Although people are worried about the future, they are also concerned with the present. Currently, social media has set high standards for how people appear and perform which promotes insecurities.

“I’ve personally struggled with body dysmorphia and that has been mainly influenced by mainstream internet and social media,” Krizmanich said. 

An ExpressVPN survey points out that social media has a major role in mental and physical health. Out of 1,500 Americans, 86% of those ages 16-24 revealed that social media has a negative effect on their happiness. 

For sophomore Joshua Hrynkow, happiness lies outside of social media. Or more accurately, in the air. Hrynkow has been flying planes with an instructor for the past 2 ½ years at Millard Airport.

“[Social media] doesn’t find me fulfillment, most of it’s very shallow,” Hrynkow said. 

Hrynkow prefers to pursue his passion for flying planes, rather than spend time on social networks. 
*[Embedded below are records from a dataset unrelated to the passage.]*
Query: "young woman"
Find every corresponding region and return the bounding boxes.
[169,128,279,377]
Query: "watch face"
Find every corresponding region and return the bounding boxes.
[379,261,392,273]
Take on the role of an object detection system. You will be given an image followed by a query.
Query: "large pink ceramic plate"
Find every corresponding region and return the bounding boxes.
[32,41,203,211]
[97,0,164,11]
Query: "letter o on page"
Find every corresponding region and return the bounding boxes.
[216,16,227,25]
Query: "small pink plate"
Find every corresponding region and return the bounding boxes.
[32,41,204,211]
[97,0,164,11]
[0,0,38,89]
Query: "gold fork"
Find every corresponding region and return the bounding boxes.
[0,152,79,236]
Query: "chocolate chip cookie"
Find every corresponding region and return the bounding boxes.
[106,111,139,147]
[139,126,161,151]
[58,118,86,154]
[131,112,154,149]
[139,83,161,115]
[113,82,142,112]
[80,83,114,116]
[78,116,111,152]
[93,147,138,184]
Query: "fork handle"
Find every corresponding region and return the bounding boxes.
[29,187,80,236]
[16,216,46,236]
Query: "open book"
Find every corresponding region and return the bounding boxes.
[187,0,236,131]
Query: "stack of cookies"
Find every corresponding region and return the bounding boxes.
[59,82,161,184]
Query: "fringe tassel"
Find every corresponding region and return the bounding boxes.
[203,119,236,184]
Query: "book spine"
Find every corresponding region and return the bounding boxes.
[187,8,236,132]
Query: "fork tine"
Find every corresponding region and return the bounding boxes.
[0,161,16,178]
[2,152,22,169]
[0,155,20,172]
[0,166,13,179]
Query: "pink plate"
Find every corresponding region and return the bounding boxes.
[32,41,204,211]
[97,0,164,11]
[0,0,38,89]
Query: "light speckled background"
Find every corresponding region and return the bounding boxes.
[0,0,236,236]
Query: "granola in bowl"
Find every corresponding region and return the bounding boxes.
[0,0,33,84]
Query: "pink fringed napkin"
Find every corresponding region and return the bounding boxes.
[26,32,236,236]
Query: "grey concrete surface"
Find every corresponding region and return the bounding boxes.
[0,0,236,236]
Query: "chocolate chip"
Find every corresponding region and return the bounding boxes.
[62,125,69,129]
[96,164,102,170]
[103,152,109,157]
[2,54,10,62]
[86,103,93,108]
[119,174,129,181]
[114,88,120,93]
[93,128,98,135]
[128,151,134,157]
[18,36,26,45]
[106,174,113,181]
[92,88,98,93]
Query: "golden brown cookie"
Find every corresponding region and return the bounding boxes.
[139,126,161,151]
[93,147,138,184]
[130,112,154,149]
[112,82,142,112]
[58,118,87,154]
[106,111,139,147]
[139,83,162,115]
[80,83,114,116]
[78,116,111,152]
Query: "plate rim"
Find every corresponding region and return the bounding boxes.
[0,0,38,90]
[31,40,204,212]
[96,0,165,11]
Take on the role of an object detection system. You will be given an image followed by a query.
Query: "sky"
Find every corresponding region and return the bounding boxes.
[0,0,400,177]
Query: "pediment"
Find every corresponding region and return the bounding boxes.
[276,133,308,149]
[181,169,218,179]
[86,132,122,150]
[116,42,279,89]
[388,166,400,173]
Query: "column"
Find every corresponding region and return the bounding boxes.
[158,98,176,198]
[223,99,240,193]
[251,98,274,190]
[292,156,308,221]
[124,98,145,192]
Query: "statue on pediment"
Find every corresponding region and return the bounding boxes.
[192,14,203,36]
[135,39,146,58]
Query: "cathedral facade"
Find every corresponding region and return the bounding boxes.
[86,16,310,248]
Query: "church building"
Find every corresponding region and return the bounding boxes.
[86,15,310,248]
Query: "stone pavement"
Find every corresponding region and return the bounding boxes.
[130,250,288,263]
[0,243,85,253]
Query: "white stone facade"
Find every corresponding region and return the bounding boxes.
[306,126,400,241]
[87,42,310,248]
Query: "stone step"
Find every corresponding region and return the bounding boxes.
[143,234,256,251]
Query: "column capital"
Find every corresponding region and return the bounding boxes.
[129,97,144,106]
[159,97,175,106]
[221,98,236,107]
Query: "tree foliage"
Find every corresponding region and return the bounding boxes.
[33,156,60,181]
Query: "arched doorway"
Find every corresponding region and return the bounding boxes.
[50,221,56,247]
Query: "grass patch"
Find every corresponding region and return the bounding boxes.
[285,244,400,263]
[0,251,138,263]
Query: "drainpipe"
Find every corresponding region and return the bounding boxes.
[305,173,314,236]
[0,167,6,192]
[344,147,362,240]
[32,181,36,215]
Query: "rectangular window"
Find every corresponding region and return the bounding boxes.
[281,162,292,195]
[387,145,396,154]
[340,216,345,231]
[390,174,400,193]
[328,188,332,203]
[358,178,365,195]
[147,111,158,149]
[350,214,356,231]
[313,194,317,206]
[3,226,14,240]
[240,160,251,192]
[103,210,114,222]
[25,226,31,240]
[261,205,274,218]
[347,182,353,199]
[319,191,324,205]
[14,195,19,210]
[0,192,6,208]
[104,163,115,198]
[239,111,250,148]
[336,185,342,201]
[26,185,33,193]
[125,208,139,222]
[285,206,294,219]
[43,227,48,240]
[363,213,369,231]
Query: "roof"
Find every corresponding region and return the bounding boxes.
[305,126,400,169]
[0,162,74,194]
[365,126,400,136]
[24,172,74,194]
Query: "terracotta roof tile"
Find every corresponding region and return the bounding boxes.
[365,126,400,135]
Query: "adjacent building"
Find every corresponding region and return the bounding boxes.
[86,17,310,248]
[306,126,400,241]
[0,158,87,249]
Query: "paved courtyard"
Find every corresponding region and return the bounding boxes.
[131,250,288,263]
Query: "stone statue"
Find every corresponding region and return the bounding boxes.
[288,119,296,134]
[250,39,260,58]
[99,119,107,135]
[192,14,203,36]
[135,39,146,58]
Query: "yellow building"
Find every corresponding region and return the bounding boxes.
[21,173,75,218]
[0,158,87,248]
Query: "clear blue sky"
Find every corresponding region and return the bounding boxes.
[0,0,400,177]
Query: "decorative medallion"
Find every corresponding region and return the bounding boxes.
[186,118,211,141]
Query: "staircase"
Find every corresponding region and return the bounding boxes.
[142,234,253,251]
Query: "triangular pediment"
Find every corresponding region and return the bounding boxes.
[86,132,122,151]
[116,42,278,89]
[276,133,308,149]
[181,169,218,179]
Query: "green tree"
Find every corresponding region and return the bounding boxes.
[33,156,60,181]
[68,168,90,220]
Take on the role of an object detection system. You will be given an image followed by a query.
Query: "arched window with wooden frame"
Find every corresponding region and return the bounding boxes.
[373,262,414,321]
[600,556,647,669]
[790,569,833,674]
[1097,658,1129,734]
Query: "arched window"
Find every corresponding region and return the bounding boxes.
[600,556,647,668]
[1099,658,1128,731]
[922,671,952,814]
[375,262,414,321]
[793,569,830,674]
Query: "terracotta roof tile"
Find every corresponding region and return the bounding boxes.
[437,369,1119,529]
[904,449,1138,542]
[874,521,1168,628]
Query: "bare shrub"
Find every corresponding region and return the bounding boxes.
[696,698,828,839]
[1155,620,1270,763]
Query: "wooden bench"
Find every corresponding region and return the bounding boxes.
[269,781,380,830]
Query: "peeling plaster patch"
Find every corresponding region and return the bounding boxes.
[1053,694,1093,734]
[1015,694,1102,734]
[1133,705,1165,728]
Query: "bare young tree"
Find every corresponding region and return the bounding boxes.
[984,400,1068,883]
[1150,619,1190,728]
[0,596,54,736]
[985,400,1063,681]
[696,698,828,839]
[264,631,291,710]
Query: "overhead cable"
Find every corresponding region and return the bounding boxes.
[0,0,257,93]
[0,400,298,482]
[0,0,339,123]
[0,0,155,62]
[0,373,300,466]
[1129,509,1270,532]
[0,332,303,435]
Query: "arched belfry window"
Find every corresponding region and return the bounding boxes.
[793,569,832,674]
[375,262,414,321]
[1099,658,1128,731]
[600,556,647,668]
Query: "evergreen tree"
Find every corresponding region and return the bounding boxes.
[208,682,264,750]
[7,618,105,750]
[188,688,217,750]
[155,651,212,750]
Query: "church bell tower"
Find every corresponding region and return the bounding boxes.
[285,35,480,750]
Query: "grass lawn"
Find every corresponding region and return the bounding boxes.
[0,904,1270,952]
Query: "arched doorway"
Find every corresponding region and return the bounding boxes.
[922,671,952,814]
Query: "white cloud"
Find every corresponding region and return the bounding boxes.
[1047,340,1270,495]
“I think [social media] contributes to being a part of the general herd, it doesn’t allow you to truly be yourself because you are trying to worry about what other people think of you,” Hyrnkow said.

As social media is becoming a bigger and bigger part of our lives, it is important not to let it stifle our individuality or twist our perceptions about ourselves and others.

“Social media has really put this image that you have to be perfect and polished. When in reality, everyone’s messy and everyone is a human being and makes mistakes,” Nguyen said.